Strategies for data protection
Most of the strategies you can have to protect your website and web applications are essential, but some can be simple or complicated. In addition, improving your web app safety should be a continuous process because you never know when a malicious hacker will attack. Therefore, you should remain cautious and implement these steps:
- Update your software and plugins regularly. Updates contain vulnerability repairs and security enhancements.
- Since most web apps and websites handle private information, use HTTPS and SSL certificates. While it seems too simple, it is critical to have a secure web host.
- All members of the organization should use smart passwords. You can use a password generator to create unique passwords, which you should change every three months, and advise your employees not to use passwords twice.
- Employees come and go. Thus, ensure that you keep a record of users accessing your CMS. Further, you must carefully choose the people you will grant administrative privileges in accessing sensitive information. Finally, educate your employees about the importance of software updates and secure passwords.

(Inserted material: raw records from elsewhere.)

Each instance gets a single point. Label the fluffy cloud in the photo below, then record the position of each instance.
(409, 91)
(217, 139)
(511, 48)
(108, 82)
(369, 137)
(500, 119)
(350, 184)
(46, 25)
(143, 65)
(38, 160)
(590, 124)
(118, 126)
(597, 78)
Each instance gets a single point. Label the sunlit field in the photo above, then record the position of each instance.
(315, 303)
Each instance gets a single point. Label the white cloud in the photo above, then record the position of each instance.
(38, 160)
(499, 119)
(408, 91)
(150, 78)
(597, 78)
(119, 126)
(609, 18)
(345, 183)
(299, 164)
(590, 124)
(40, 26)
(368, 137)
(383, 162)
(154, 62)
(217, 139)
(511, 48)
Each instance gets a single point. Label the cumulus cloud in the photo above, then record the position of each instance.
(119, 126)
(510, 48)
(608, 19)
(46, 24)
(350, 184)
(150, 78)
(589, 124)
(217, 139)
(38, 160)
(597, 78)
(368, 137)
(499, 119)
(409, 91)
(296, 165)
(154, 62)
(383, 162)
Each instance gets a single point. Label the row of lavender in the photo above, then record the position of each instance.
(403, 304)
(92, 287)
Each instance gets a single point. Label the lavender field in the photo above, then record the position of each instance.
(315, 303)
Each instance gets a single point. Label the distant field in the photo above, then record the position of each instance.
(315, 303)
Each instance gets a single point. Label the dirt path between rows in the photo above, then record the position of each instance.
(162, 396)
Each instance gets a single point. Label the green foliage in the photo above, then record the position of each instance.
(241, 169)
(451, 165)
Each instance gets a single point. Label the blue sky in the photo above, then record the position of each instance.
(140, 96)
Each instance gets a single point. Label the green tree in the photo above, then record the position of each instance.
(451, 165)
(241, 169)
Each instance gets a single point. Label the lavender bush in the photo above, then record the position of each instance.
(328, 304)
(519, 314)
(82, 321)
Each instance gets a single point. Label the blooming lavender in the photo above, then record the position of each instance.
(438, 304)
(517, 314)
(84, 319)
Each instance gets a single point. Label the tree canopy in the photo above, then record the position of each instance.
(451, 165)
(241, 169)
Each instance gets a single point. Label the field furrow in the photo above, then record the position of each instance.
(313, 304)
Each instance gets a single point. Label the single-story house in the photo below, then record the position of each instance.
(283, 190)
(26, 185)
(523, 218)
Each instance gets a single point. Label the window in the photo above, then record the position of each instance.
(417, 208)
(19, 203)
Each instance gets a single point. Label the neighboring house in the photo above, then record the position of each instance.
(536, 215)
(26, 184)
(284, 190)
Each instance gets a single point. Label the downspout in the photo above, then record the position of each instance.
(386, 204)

- Change the default setting of your CMS to prevent attacks by adjusting permissions, user visibility, and controlling comments.
- Lost data and files are almost irreplaceable. Remove this vulnerability from the equation by regularly backing up your website. Store your website information offsite. Likewise, keep a hard copy of your website data and store it in another location.
Another effective security protection you can do is to use a web application firewall (WAF). A WAF is installed between your data connection and the website server. It will read every piece of data that passes through the connection, filtering unwanted traffic that other security programs might miss before reaching the web server. A web application firewall will protect your server from common attacks like SQL injection and cross-site scripting.
Testing web app security
While WAF can adequately protect your website or web applications, it is vital to check your web apps’ security constantly.
Dynamic application security testing or DAST is one of the solutions you can employ to check for vulnerabilities in the web app. It is a form of black-box security testing that involves attacking the web app externally.
On the other hand, static application security testing (SAST) searches for vulnerabilities in the app’s source code, providing a real-time look at the security status.
Finally, your vendor can do application penetration testing (pen testing). The security expert will imitate an attacker’s movements so it can breach the web app, using their knowledge and a host of pen-testing tools.
In closing, implementing security measures to protect your website and web applications should be tailored to the challenges you face and are likely to encounter. There will always be some vulnerabilities in security systems, which a WAF can cover. It will also help you meet the compliance standards and boost your infrastructure.